5  Reproducible research with R Markdown

R Markdown is a tool that is used to author high-quality documents, making it easy to communicate results efficiently. One of the main appeals of R Markdown is that it is easy to integrate R code and output seamlessly into a document, encouraging openness and reproducibility in research.

There are a number of ways we can use R Markdown to enhance the research process, such as:

Before we begin working with R Markdown in RStudio, we must first download and install the rmarkdown package as we would any other package:

install.packages("rmarkdown")

library(rmarkdown)

5.1 Creating an R Markdown files

R Markdown files (.Rmd) are created and saved separately to the script files we have been using up to now on the course. To create a new R Markdown file, either use the drop-down menu, following the File -> New File -> R Markdown… options, or using the new file icon icon and selecting R Markdown….

R markdown new file

When creating a new R Markdown file, we are given the option to set the title, author and date of the new document. We are also given options to select the type of document, presentation, or Shiny app we would like to create. This does not give a comprehensive list of documents available within RMarkdown and can be changed later. We will discuss output document types in more detail later in the session.

Clicking ‘OK’ on this window will produce an R Markdown file (.Rmd) with some example code. If we do not want this, there is an option to ‘Create Empty Document’ on the bottom left of the window.

5.2 R markdown content

R Markdown files contain three main types of content:

  • A YAML header (this sets the global options for the document)
  • Text, or syntax (this includes headings and comments)
  • Code chunks containing R code

5.2.1 The YAML header

The first part of an R Markdown script, surrounded by ‘---’ is known as the YAML header. This sets global options for the document that will be produced by the script. YAML headers can include the title, author and date of a document, the output document type, table of contents options, and can include code to edit the appearance of text and figures.

For this course, we will just use the YAML to define the title, author, date, and output of our document:

---
title: "Introduction to R with Tidyverse"
author: My name
date: 2024-07-15
output: html_document
---

There are many output document types that can be produced using R Markdown. Some of the most common include:

  • html_document:HTML document,.html
  • pdf_document: PDF document,.pdf, created using a LaTeX template
  • word_document: Microsoft word document (.docx)
  • odt_document: OpenDocument text document (.odt), similar to Microsoft Word/Google Docs but compatible with free word processors)
  • github_document: Github document (.md, markdown files that are compatible with Github and are converted to HTML when viewed there)
  • powerpoint_presentation: Powerpoint presentation (.pptx)
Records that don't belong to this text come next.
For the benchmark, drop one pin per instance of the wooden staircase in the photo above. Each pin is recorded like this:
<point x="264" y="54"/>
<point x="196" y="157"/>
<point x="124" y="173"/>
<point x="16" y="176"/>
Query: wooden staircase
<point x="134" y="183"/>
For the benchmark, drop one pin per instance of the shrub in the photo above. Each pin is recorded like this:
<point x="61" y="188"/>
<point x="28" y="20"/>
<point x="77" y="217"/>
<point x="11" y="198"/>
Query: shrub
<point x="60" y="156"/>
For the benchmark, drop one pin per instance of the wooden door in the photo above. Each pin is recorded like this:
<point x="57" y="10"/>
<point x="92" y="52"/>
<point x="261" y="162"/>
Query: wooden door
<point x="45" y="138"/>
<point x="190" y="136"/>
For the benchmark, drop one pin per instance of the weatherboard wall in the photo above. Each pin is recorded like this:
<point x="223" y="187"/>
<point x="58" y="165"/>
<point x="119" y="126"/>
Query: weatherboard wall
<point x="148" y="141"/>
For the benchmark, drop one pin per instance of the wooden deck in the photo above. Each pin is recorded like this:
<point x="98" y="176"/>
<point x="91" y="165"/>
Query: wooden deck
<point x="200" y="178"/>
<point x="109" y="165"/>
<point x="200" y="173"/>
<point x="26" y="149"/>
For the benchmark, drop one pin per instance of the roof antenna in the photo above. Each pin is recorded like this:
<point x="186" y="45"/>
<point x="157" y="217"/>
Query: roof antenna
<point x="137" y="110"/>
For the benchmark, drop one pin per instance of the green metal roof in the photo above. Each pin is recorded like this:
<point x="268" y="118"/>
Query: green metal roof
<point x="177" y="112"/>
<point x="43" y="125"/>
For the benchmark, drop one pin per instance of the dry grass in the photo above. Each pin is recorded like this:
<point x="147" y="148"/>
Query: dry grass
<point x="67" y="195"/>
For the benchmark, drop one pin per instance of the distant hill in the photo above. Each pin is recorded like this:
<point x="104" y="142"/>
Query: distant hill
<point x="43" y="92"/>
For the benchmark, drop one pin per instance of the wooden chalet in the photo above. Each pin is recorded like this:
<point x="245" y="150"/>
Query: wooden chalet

R Markdown can also be combined with other R packages to create books (via {bookdown}), websites (via {blogdown}) and interactive dashboards (via {flexdashboard}).

5.2.2 R Markdown syntax

R Markdown text, or syntax, will generally make up the majority of a R Markdown file. This can include headers and subheadings, equations, and any other text or comments in the document. Text is formatted using markdown syntax. A detailed list of syntax commands are given in the R Markdown cheatsheet. Common syntax commands that may be used in an R Markdown document include:

  • *italic*
  • **bold**
  • Add `code` into text
  • # Header 1
  • ## Header 2
  • ###### Header 6
  • [This is a link](link url)
  • ![caption](image.png)
- Unordered list
  - List with indent
1. Ordered list
  - With indent
2. Second item

Equation: $r^2 = (x - a)^2 + (y - b)^2$

R Markdown equations are built using the same language as LaTeX. See here for a list of mathematical symbols that can be used in these equations.

5.2.3 Code chunks

Code chunks allow us to embed R code and outputs into our documents. This is one of the main draw of R Markdown as it removes the need to copy and paste or import results from R into another document.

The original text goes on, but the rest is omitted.